Re: Stupid Compiler Tricks

From: Mark A. Heilpern (heilpern@MINDSPRING.COM)
Date: 05/14/98

Try removing your compiler optimization flags. One optimization
technique is to combine two variables that are not used at the
same time into one location - this makes data needs smaller and
makes your code harder to debug. Perhaps this is what you're
running up against.

Debugging optimized code can be an interesting experience.
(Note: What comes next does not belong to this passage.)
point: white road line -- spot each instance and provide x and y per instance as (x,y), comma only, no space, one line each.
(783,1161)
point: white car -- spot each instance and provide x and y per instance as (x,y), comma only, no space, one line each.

At 12:17 PM 5/14/98 -0500, you wrote:
>I've had the strangest thing happen to me while troubleshooting code
>recently.  I worked around it the first time, but tis is something that
>definitely needs fixing.
>What is happening is that I'm adding variables and code to an existing
>function (mobile_activity) which when compiled are completely ignored.
>Dong an "info locals" in gdb doesn't show my variables, and if I try to
>print them, I'm told there aren't any variables of that name in this
>context.  Strangely, the code shows up as expected when I "list" it, and
>if I pass the variables to functions, they're passed as 0.
>Here's a specific example.  I'm adding a dragon breath feature where I
>need to check each mob for it's dragon type, which I then pass to the
>dragon_breath() function if the mob is a dragon and fighting.  I'm using
>flags to set dragon type so I don't have to do anything with the mob
>In mobile_activity(), I added int dragon_type.  A little ways down,
>dragon_type is found by doing some bit shifting (I'm using 5 mob flag bits
>to allow for 31 dragon types).  If the dragon type is valid and the mob is
>fighting, I call dragon_breath(ch, dragon_type).
>Now, when this code runs, it acts as if dragon_type is always 0.  I've
>doublechecked my math to make sure it's correct.  GDB tells me dragon_type
>doesn't exist in mobile_activity.
>Any ideas about what's going on here?